Л. Н. Толстой с дочерью Сашей. Ясная Поляна. Фотография В. Г. Черткова. 1908
«Доехали, голубчик Саша, благополучно. Ах, если бы только у вас бы не было не очень неблагополучно. Теперь половина восьмого. Переночуем (в Оптиной пустыни. — В. Р.) и завтра поедем, если будем живы, в Шамардино (к сестре Марии Николаевне, монахине Шамординского монастыря. — В. Р.).
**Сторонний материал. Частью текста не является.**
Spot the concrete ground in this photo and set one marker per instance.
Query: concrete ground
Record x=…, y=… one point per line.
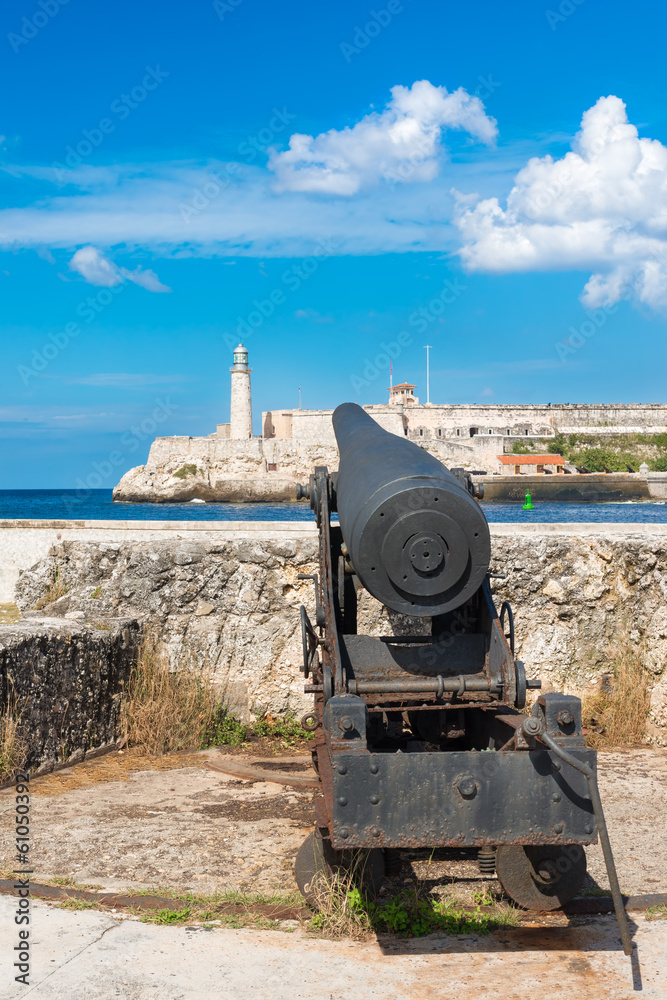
x=124, y=823
x=96, y=955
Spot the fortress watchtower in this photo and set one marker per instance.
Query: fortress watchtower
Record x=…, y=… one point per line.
x=240, y=418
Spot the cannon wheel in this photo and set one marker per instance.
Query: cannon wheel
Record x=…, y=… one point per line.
x=541, y=878
x=317, y=866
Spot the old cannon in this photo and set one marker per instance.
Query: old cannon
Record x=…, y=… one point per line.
x=420, y=738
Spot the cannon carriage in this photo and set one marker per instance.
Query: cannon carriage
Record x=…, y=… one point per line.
x=421, y=737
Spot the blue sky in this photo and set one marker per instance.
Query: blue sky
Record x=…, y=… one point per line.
x=320, y=179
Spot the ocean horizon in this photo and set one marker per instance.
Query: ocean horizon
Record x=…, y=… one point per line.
x=99, y=505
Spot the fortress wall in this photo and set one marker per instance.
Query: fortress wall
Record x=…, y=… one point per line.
x=231, y=593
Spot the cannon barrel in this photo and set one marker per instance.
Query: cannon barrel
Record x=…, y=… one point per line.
x=417, y=539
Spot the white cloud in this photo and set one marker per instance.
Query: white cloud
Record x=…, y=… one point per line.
x=602, y=207
x=97, y=269
x=402, y=143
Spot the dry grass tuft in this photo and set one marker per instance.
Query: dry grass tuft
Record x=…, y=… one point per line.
x=616, y=716
x=13, y=746
x=165, y=710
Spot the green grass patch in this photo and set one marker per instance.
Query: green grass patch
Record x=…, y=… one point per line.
x=202, y=908
x=185, y=471
x=409, y=915
x=71, y=903
x=226, y=730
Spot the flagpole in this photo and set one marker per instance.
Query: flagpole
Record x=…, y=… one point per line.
x=428, y=349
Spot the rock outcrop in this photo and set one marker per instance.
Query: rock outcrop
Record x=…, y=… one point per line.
x=221, y=469
x=576, y=598
x=66, y=679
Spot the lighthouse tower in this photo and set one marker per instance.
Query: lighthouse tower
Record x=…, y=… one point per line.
x=240, y=422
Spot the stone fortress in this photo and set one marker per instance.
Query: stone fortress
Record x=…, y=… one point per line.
x=232, y=464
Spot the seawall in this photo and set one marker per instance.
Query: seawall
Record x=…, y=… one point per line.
x=230, y=593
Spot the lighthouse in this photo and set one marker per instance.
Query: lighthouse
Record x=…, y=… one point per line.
x=240, y=422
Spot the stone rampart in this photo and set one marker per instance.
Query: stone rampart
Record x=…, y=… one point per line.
x=230, y=592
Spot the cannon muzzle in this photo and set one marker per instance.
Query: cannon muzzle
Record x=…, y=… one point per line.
x=416, y=538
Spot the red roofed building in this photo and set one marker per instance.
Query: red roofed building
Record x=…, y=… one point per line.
x=532, y=464
x=404, y=393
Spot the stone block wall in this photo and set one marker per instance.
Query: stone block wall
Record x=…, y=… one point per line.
x=66, y=678
x=578, y=591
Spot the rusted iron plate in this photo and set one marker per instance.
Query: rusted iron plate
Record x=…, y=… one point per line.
x=460, y=798
x=265, y=770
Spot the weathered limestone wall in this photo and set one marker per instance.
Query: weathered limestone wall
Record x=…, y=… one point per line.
x=67, y=678
x=578, y=590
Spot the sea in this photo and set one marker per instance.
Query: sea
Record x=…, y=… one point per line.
x=98, y=505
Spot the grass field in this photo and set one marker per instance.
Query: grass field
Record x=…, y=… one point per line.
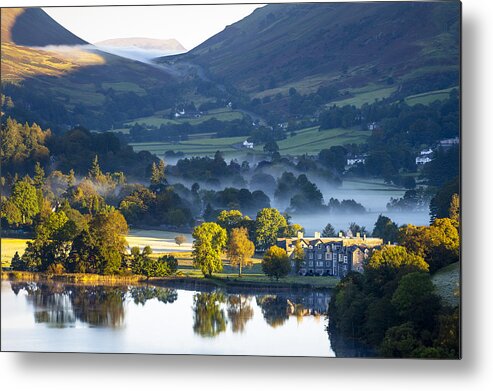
x=219, y=114
x=124, y=87
x=311, y=140
x=428, y=97
x=447, y=282
x=367, y=94
x=10, y=247
x=196, y=147
x=308, y=140
x=163, y=242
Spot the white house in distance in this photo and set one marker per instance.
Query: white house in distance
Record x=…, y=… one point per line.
x=449, y=142
x=425, y=156
x=351, y=161
x=247, y=145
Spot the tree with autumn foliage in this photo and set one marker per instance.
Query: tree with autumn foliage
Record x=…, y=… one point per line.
x=240, y=249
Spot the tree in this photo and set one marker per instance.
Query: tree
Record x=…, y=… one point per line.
x=329, y=231
x=158, y=173
x=276, y=263
x=438, y=244
x=95, y=171
x=180, y=239
x=208, y=245
x=39, y=176
x=229, y=219
x=239, y=312
x=53, y=227
x=17, y=263
x=271, y=147
x=268, y=224
x=109, y=228
x=25, y=198
x=416, y=301
x=440, y=203
x=396, y=257
x=240, y=248
x=144, y=265
x=454, y=209
x=400, y=341
x=11, y=213
x=209, y=317
x=298, y=255
x=386, y=229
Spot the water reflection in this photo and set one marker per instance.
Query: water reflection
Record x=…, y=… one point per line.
x=60, y=305
x=240, y=312
x=209, y=318
x=141, y=295
x=52, y=316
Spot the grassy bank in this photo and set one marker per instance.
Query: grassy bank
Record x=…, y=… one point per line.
x=219, y=280
x=252, y=276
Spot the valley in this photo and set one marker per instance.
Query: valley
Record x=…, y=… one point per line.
x=300, y=164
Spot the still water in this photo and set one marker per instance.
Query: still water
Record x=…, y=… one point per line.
x=49, y=316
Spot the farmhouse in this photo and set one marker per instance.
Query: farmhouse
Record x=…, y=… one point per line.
x=330, y=256
x=351, y=161
x=423, y=159
x=449, y=142
x=247, y=145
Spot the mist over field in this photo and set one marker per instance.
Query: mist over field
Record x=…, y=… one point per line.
x=138, y=54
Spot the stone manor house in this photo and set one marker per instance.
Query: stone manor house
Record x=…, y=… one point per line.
x=330, y=256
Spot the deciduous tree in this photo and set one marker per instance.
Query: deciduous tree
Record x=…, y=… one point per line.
x=240, y=249
x=208, y=245
x=276, y=263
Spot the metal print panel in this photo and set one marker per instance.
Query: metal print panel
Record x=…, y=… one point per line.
x=263, y=179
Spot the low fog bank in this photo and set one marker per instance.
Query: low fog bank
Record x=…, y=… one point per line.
x=138, y=54
x=317, y=222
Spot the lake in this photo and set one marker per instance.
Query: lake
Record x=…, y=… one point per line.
x=58, y=317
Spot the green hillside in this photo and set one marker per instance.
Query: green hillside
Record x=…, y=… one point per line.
x=60, y=88
x=310, y=141
x=344, y=45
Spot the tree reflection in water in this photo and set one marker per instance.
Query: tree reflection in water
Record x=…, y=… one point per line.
x=209, y=318
x=141, y=294
x=62, y=305
x=239, y=312
x=274, y=309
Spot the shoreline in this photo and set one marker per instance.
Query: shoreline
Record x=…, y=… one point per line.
x=228, y=284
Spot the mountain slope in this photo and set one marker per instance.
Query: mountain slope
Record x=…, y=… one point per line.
x=62, y=86
x=34, y=27
x=144, y=43
x=345, y=45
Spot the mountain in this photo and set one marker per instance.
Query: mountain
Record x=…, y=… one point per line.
x=34, y=27
x=59, y=81
x=164, y=45
x=343, y=45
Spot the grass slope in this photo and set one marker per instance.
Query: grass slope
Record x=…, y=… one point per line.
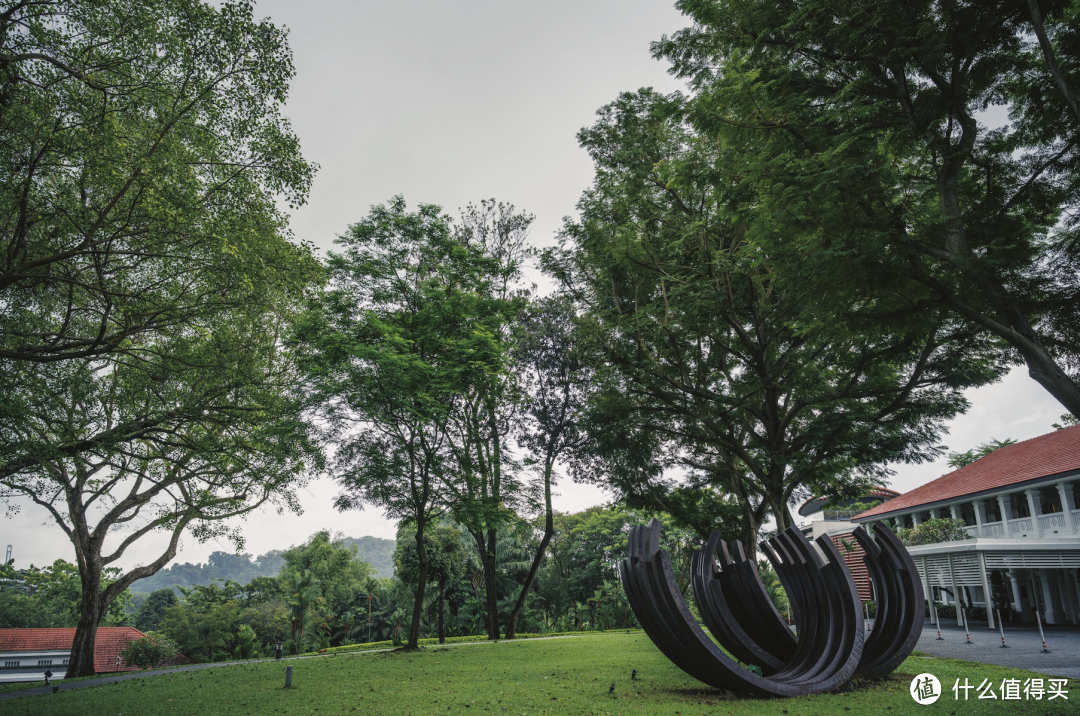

Стараюсь быть спокойным и должен признаться, что испытываю то же беспокойство, какое и всегда, ожидая всего тяжелого, но не испытываю того стыда, той неловкости, той несвободы, которую испытывал всегда дома. Пришлось от Горбачева ехать в 3-м классе, было неудобно, но очень душевно приятно и поучительно. Ели хорошо и на дороге и в Белеве, сейчас будем пить чай и спать, стараться спать. Я почти не устал, даже меньше, чем обыкновенно. О тебе ничего не решаю до получения известий от тебя. Пиши в Шамардино и туда же посылай телеграммы, если будет что-нибудь экстренное. Скажи Бате (В. Г. Черткову. — В. Р.), чтоб он писал и что я прочел отмеченное в его статье место, но второпях, и желал бы перечесть — пускай пришлет[209]. Варе (В. М. Феокритовой. — В. Р.) скажи, что ее благодарю, как всегда, за ее любовь к тебе и прошу и надеюсь, что она будет беречь тебя и останавливать в твоих порывах. Пожалуйста, голубушка, мало слов, но кротких и твердых.
Пришли мне или привези штучку для заряжения пера (чернила взяты), начатые мною книги Montaigne[210], Николаев[211], 2-й том Достоевского[212], Une vie[213].
Письма все читай и пересылай нужные: Подборки[214], Шамардино.
Владимиру Григорьевичу скажи, что очень рад и очень боюсь того, что сделал. Постараюсь написать сюжеты снов и просящиеся художественные писания. От свидания с ним до времени считаю лучшим воздержаться. Он, как всегда, поймет меня.
Прощай, голубчик, целую тебя. Л. Т. Еще пришли маленькие ножнечки, карандаши, халат» (82, 216).
«Мыло.
Ногтевая щеточка.
Блокнот.
Кофе.
Губка.
[Замыслы будущих произведений]
1) Феодорит и издохшая лошадь.
2) Священник обращенный обращаемым.
3) Роман Страхова Грушенька* — экономка.
4) Охота; дуэль и лобовые» (58, 235).
* Имя героини романа Ф. М. Достоевского «Братья Карамазовы»
«Л. Н. позвал меня. Сидел на диване, устроив из него себе кресло, и читал одну из книжек «Религиозно-философской библиотеки» Новоселова «О цели и смысле жизни. Часть вторая. Христианское мировоззрение» (Вышний Волочек, 1903. — В. Р.). Понравилась ему. Еще заинтересовала его книжка (сказал: «О социализме там хорошо») — «Социальное значение религиозной личности». Сборник. Влад. Соловьев. Герберт Спенсер. Достоевский. Герцен. Тихомиров (Вышний Волочек, 1904. — В. Р.).
Продиктовал (мне) письмо Новоселову:
«М. А. Новоселову, Вышний Волочок, Тверской губ.
Лев Николаевич у сестры в Шамординском монастыре нашел вашу «Религиозно-философскую библиотеку». Она ему чрезвычайно нравится и он очень желал бы знать, продолжается ли она и сколько ее №-ов. И присылает вам свой привет — если вы его помните (добавил Л. Н.)
Д. П. Маковицкий» (курсив Маковицкого Д. П. — В. Р.)
«Как интересно про социализм пишет Герцен», — говорил Л. Н. и еще говорил — не помню что́ — про статьи Соловьева, Спенсера, Тихомирова» (Маковицкий Д. П. Кн. 4. С. 408).